We understand L’s disorders because we know how the precuneus functions. However, this knowledge has not traditionally accumulated, in the fashion of the foundation of neuroscience in the 19th century. During this period, scientists, faced with someone with a supposed neurological disease, wrote down the symptoms and patiently awaited the time of the necropsy. The death of patients provided the opportunity to look for possible brain damage that caused the impairments or behavioral changes.

Many brain functions were thus mapped in the human brain. However, one of the precuneus is rarely affected by trauma, hemorrhage or ischemia alone. Cases similar to the one described here are historically scarce, so the precuneus was practically inaccessible to neuroscience for many decades.

The new technological resources freed neuroscience from the obligation of necropsies. Currently, we are able to analyze the precuneus of normal people and sick people, live, without having to spill a drop of blood. So we know that one of the first targets of Alzheimer’s disease is this piece of gray matter. The degeneration caused by this condition gradually interrupts the connections of this center with other brain areas, which then lose effectiveness and atrophy.

Therefore, it is not only the direct attack provoked by Alzheimer’s disease that corrupts the activity of specific cortical points, but also the reduction in the reception of information flows produced in other distant neural poles. L symptoms are common to some dementias.

All this learning has practical implications, as recently demonstrated by the Italian neurologist Giacomo Koch, from the University of Ferrara. For six months, he and his team stimulated the precuneus of a group of patients with Alzheimer’s disease, using magnetic waves. Another group of people, also affected by the disease, received a treatment, without any wave – a type of placebo. Individuals submitted to real therapy achieved cognitive stability and gained autonomy for day-to-day activities.
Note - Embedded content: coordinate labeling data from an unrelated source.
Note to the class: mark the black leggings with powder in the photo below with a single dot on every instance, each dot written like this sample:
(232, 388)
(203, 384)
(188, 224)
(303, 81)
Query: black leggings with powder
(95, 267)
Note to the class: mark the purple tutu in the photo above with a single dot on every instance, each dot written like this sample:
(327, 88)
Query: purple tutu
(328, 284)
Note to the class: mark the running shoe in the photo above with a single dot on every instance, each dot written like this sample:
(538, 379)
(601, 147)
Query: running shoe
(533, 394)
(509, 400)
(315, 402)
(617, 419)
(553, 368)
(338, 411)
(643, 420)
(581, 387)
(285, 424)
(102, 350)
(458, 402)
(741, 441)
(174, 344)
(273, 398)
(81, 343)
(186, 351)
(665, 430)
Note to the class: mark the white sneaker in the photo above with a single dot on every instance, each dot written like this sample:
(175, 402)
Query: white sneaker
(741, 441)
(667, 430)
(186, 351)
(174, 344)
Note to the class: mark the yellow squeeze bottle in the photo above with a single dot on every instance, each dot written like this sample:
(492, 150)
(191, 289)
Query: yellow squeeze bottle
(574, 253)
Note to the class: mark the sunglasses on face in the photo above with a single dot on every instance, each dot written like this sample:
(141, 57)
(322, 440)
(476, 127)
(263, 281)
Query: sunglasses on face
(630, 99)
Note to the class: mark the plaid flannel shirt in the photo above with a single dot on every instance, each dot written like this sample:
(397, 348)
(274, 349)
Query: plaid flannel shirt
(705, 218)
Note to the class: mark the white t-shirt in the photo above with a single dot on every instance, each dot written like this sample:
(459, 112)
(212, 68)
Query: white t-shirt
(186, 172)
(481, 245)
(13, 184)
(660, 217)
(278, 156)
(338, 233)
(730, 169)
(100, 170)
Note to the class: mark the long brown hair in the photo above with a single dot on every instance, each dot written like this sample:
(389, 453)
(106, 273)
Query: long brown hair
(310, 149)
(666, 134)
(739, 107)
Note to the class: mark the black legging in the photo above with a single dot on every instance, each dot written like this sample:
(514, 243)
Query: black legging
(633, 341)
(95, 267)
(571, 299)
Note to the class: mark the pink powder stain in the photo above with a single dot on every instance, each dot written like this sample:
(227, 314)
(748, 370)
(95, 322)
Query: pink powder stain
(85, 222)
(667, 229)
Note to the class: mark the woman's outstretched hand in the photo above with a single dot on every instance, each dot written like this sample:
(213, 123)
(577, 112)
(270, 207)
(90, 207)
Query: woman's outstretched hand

While those, who were not treated, suffered cognitive decline.

Pulses of magnetic waves, at high frequency, applied to the scalp, excite a brain target, in Koch’s study, the precuneus. Artificially more activated, this anatomical region, more intensively stimulates the cerebral lobes under its influence. A process that strengthens previously established brain connections and creates new ones — one of the mechanisms of neuroplasticity, which is why patients got better. It is not a method that stops brain degeneration, or that revitalizes destroyed areas. We don’t know how long its beneficial effects will persist, as the study only lasted one semester. But we have new paths.

References:

1. Koch G, Casula EP, Bonnì S, Borghi I, Assogna M, Minei M, et al. Precuneus magnetic stimulation for Alzheimer’s disease: a randomized, sham-controlled trial. Brain. 2022 Nov 1;145(11):3776–86.

2. Moussavi Z. Repetitive TMS applied to the precuneus stabilizes cognitive status in Alzheimer’s disease. Brain. 2022 Nov 1;145(11):3730–2.

3. Kumral E, Bayam FE, Özdemir HN. Cognitive and Behavioral Disorders in Patients with Precuneal Infarcts. Eur Neurol. 2021;84(3):157–67.

4. Cavanna AE. The precuneus and consciousness. CNS Spectr. 2007 Jul;12(7):545–52.

5. Cavanna AE, Trimble MR. The precuneus: a review of its functional anatomy and behavioral correlates. Brain J Neurol. 2006 Mar;129(Pt 3):564–83.